1) Perhaps I didn't treat the water correctly (I'm open to this being the big culprit)
2) Perhaps I didn't use enough hops for flavor + aroma (I'm open to this being a major factor)
3) Perhaps Amarillo hops are very volatile. (I'm not as convinced on this).
Regardless, since I know that people are getting set to consume in 2 short weeks, I need to fix it. The way I see it, I have 2 approaches. Either brew a new batch and risk not enough hops for that batch again, or try to add hop flavor to the existing batch.
I'm going to go with #2. First, because it's relatively easy for me to do. Just boom - boil up some hops for 20 minutes, cool it, and add it to the fermenters. Second - it gives me some time to re-evaluate my recipe and technique without making another mistake in that area. Third - it's a cool technique, and I'm all for cool techniques.
Good luck to me!
What was your hop schedule like?
ReplyDeleteI did an Amirillo IPA and it had good flavor and aroma for over a year.
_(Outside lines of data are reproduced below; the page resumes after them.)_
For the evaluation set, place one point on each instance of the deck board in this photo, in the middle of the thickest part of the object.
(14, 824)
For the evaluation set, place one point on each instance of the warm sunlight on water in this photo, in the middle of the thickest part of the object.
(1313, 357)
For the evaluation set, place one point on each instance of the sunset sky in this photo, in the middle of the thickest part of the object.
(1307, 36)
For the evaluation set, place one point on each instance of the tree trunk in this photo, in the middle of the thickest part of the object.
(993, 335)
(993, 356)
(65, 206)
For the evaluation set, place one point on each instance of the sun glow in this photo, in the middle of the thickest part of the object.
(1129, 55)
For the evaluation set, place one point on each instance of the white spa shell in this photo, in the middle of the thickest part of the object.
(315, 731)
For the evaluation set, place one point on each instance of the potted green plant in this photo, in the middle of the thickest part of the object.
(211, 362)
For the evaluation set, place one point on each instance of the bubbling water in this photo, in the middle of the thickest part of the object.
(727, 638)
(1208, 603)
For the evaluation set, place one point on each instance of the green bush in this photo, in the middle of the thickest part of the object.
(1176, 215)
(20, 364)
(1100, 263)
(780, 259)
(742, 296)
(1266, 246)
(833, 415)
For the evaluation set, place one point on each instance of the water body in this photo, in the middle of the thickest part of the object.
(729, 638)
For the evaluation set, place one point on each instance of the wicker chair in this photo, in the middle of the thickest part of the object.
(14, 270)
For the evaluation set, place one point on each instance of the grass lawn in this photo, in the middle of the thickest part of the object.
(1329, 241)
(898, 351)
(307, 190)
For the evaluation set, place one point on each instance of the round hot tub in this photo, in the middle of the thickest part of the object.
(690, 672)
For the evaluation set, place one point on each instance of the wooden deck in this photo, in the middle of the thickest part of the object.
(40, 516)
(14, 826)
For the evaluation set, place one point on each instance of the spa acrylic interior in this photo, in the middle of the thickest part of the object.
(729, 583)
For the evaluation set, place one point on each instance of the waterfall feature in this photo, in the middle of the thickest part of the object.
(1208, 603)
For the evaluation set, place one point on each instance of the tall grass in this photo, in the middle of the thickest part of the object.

I had one bittering addition at 90 min (or 60 if it was an extract batch. Sometimes you want a short brew day. Don't judge. :D )
4 more additions. I believe at 20, 10-15, 5, and flame out. And dry hopping of course, once primary fermentation was over and after I transfered, seeing as how I don't have conicals.
Nice and flowery (faded slightly by the time the last bottles were found a year later), nice tangerine bitterness to balance out the british style malt bill with a decent lingering bitterness that wasn't over powering.
My schedule was only 60, 30, 15, dry-hop. I'm not sure if it's the water treatment I used, but all the beautiful citrus notes were gone.
ReplyDeleteThat's really the only tweak I'm thinking of putting on the IPA at this point - fix the citrus. I might try a flameout additiona, and spread out the 30 minute a bit.